If your lawn looks like this, you're not alone - Photo credit: Lloyd Howell
During Florida’s rainy season, fungi flourish. Toadstools, fairy-rings, puffballs and a hundred other alien shapes appear in the landscape, seemingly overnight.
Fungi are not plants and do not photosynthesize. Genetically they actually have more in common with Kingdom Animalia, but they aren’t animals either.
Fungi are a unique kingdom of organisms. They are heterotrophic, meaning their source of carbon nourishment comes from other living (or once living) organisms. In the case of fungi, this usually means they feed on decaying organic matter, like rotting wood. Some are also pathogens, attacking plants, people, and other organisms.

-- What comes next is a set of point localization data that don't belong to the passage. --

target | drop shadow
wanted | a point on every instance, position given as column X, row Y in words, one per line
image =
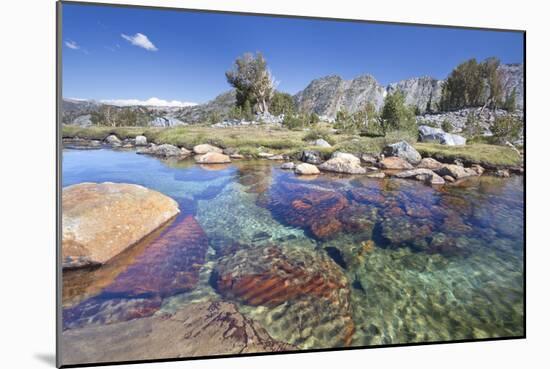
column 46, row 358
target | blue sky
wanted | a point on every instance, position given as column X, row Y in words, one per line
column 132, row 53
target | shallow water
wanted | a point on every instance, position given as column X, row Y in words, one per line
column 407, row 262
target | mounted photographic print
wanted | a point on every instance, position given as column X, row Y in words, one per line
column 236, row 184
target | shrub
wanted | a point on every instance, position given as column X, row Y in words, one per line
column 295, row 121
column 396, row 115
column 473, row 127
column 510, row 102
column 282, row 103
column 317, row 133
column 447, row 126
column 473, row 84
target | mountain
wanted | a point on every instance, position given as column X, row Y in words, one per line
column 220, row 105
column 325, row 96
column 512, row 78
column 422, row 92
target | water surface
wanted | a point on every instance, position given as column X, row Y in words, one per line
column 419, row 263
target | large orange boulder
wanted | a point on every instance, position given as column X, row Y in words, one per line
column 100, row 220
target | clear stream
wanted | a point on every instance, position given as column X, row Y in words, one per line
column 461, row 279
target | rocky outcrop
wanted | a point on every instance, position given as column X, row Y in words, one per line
column 404, row 151
column 456, row 171
column 458, row 118
column 165, row 151
column 513, row 80
column 343, row 163
column 166, row 121
column 437, row 135
column 311, row 157
column 326, row 96
column 306, row 169
column 100, row 220
column 423, row 93
column 321, row 143
column 220, row 106
column 212, row 158
column 430, row 163
column 197, row 329
column 206, row 148
column 275, row 275
column 394, row 163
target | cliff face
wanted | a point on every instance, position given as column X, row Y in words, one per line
column 422, row 92
column 513, row 78
column 325, row 96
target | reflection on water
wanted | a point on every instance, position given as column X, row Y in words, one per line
column 328, row 261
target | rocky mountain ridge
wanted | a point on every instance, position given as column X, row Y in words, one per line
column 324, row 96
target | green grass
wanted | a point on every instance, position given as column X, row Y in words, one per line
column 253, row 140
column 484, row 154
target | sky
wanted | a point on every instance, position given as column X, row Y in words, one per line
column 120, row 53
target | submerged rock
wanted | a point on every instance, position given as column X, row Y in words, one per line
column 197, row 329
column 100, row 220
column 165, row 151
column 422, row 174
column 430, row 163
column 289, row 165
column 275, row 276
column 140, row 140
column 311, row 157
column 343, row 163
column 378, row 175
column 404, row 151
column 456, row 171
column 437, row 135
column 113, row 140
column 394, row 162
column 321, row 143
column 503, row 173
column 306, row 169
column 212, row 158
column 206, row 148
column 313, row 209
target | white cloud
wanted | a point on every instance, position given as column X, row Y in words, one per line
column 140, row 40
column 72, row 45
column 153, row 101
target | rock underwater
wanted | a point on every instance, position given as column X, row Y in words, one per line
column 168, row 266
column 300, row 283
column 198, row 329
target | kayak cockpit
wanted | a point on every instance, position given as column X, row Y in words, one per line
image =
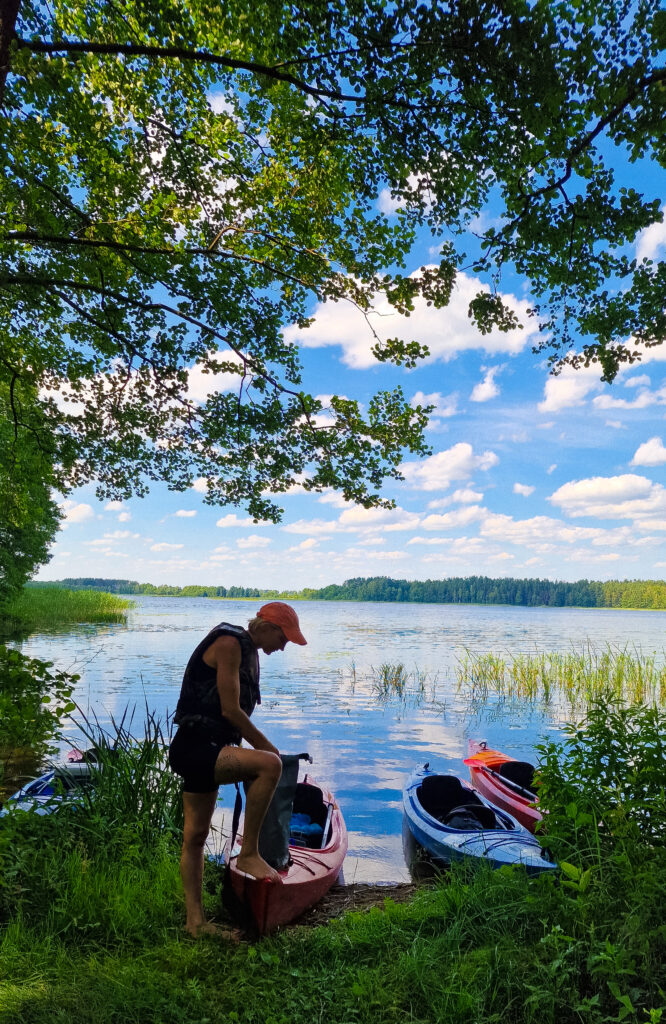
column 456, row 806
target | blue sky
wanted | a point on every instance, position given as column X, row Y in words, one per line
column 532, row 475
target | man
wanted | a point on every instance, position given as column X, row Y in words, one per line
column 220, row 689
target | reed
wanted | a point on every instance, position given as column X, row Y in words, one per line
column 578, row 677
column 44, row 606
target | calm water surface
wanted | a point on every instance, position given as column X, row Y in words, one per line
column 321, row 697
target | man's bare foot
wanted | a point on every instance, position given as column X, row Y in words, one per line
column 256, row 866
column 210, row 928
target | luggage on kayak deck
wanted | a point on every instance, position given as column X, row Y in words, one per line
column 316, row 855
column 452, row 821
column 505, row 781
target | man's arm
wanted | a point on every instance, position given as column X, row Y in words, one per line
column 224, row 656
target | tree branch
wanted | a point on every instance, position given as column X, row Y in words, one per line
column 202, row 56
column 56, row 240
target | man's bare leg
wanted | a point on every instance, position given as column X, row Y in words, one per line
column 199, row 811
column 260, row 770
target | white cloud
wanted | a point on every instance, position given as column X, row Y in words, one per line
column 571, row 387
column 233, row 520
column 439, row 471
column 311, row 526
column 447, row 332
column 452, row 520
column 651, row 453
column 75, row 512
column 641, row 381
column 253, row 541
column 445, row 407
column 358, row 518
column 201, row 384
column 487, row 388
column 463, row 496
column 627, row 496
column 652, row 239
column 643, row 399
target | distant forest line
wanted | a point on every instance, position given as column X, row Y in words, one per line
column 457, row 590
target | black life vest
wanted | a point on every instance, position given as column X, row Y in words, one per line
column 199, row 700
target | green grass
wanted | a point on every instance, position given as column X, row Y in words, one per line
column 44, row 606
column 578, row 677
column 91, row 911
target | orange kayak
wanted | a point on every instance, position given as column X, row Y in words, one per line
column 504, row 780
column 316, row 863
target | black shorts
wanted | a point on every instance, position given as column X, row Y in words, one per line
column 193, row 755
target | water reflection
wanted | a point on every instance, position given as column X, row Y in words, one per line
column 321, row 698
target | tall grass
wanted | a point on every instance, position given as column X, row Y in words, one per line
column 91, row 914
column 578, row 677
column 44, row 606
column 391, row 680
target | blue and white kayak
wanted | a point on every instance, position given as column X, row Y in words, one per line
column 451, row 821
column 44, row 794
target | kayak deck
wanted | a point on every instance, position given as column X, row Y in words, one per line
column 505, row 781
column 451, row 822
column 316, row 855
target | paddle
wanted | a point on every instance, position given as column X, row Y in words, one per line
column 512, row 785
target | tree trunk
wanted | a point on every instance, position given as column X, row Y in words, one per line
column 8, row 14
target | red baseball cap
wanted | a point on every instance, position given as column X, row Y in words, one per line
column 283, row 615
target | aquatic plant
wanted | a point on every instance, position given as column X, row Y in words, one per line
column 44, row 606
column 578, row 677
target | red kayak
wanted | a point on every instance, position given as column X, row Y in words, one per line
column 506, row 782
column 317, row 856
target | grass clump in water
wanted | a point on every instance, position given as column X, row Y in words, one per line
column 44, row 606
column 92, row 932
column 579, row 678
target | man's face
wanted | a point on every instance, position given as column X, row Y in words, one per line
column 273, row 639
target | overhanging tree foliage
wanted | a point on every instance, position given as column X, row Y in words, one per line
column 29, row 516
column 181, row 179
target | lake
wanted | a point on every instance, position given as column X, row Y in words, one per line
column 321, row 698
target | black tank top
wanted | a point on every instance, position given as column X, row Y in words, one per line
column 199, row 700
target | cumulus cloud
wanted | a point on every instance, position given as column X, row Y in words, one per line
column 201, row 384
column 358, row 518
column 75, row 512
column 627, row 496
column 651, row 453
column 641, row 381
column 447, row 332
column 253, row 541
column 452, row 520
column 487, row 388
column 462, row 496
column 652, row 240
column 445, row 406
column 571, row 387
column 643, row 399
column 233, row 520
column 440, row 470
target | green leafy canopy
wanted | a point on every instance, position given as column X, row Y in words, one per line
column 181, row 180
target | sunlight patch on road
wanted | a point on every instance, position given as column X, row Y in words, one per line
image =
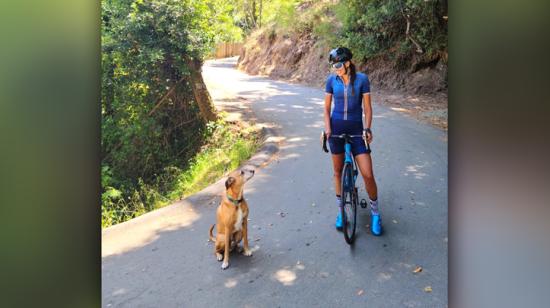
column 285, row 277
column 146, row 229
column 230, row 283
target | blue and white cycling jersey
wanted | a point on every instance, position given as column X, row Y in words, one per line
column 345, row 105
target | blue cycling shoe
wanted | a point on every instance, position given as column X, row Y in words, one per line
column 376, row 225
column 339, row 223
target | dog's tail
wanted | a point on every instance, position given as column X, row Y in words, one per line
column 211, row 236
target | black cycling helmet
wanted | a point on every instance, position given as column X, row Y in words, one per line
column 339, row 54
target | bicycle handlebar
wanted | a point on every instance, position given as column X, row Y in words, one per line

Others live in mutually-beneficial relationships with other organisms, particularly plants.
Fungi can be single or multicellular; microscopic or miles wide; helpful, harmful, neither, or both. The diversity of the fungal world is enormous.
Although fungi can be found in some of the most extreme environments on Earth, the species we encounter thrive in moist, warm environments. They can survive for years in the soil, unseen, until the favorable conditions of Florida’s rainy season trigger a surge of growth and reproductive activity. In this case the “mushrooms” you see popping up in your yard are actually the reproductive structures of the larger underground organism. The spores are released above ground to float or swim away from the parent.
Do you need to get rid of fungi? Though some find them unsightly, mushrooms rarely damage turfgrass. Instead they perform a valuable service by breaking down rotting organic matter in the landscape, enriching the soil wherever they grow. Still, if a fungus is growing in an inappropriate location or known to be toxic, removal may be necessary.